All the complexities of Bayesian Probability resides in establishing the P(x|j) table, the apriori probabilities, and the cost functions. Once these are determined, the final common calculations are quite straight forward.

The Bayesian Classification Algorithm The algorithm, as described in the example panel of this page, and carried out in the Bayesian Classification (Analysis of Reference Data) Program Page and Bayesian Classification (Adjust Reference Table) Program Page , represents the most basic Bayesian model.
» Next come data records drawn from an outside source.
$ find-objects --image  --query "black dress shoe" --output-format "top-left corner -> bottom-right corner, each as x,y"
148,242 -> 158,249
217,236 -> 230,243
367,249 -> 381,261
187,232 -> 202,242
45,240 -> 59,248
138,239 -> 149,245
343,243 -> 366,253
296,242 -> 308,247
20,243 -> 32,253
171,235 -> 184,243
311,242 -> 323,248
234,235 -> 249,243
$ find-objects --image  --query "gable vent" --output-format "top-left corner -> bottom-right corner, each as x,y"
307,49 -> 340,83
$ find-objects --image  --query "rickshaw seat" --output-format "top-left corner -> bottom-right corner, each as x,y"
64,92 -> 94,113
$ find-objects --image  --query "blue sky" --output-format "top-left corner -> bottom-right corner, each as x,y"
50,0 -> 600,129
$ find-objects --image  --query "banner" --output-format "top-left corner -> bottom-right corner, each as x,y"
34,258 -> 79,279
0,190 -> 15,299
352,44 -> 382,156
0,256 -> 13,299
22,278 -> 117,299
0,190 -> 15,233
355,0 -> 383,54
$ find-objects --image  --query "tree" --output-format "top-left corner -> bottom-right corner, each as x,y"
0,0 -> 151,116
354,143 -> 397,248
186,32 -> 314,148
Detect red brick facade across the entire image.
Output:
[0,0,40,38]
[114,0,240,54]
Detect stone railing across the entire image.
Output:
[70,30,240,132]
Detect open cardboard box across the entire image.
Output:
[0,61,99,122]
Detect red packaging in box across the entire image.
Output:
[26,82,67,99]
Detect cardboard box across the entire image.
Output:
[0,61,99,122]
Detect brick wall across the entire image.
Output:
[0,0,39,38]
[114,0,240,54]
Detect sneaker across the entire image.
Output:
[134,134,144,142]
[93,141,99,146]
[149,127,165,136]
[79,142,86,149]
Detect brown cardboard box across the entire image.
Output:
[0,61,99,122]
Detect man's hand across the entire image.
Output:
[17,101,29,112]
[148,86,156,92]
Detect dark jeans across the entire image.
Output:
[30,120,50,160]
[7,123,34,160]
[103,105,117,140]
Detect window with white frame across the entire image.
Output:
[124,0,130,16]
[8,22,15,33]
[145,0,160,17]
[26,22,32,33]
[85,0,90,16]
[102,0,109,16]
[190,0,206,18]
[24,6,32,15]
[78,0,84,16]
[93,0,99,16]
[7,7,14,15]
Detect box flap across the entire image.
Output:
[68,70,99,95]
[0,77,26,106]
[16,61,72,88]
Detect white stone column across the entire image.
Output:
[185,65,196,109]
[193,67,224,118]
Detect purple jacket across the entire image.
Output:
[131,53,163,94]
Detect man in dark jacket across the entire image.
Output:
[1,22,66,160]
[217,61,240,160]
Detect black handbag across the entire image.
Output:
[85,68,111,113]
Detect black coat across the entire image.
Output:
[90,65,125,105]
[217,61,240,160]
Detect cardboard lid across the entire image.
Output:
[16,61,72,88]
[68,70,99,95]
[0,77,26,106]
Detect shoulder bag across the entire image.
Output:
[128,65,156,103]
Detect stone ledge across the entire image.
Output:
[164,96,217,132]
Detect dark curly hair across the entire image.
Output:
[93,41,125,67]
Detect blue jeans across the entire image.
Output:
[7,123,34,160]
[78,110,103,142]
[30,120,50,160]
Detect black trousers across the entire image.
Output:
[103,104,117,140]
This model is often used to introduce students to the Bayesian concept.

The advantages of using this model are :

It is simple, intuitively easy to understand and accept, and not prone to errors and misinterpretations
All the model building and mathematics are carried out up front. The statistician assists in model building and derive the probability tables to be used. Once these are established, the tables are in the form of a manual that can be consulted by the user in decision making, and no further technical expertise is required.

The disadvantages are :

The probability table can be very large. The number of patterns to be used are 2ⁿ for n characteristics, 2 alternatives for one characteristic, 4 for 2, 8 for 3, and so on. In situations such as medical diagnosis, where up to 10 parameters are taken into consideration, the sheer size of the probability table becomes untenable.
Not only is the volume a problem. The reference data set requires sufficient examples for all combinations to build a stable and reproducible model, and this may be difficult to obtain.

Wikipedia. History and basic theoretical consideration of Bayes Theorem.

Wikipedia. Modern adaptation and use of Bayesian probability, terminologies, and some formulae.

Overall JE and Klett CJ (1972) Applied Multivariate Analysis. McGraw Hill Series in Psychology. McGraw Hill Book Company New York. Library of Congress No. 73-14716407-047935-6 p.329-344. This is where I got the algorithm from.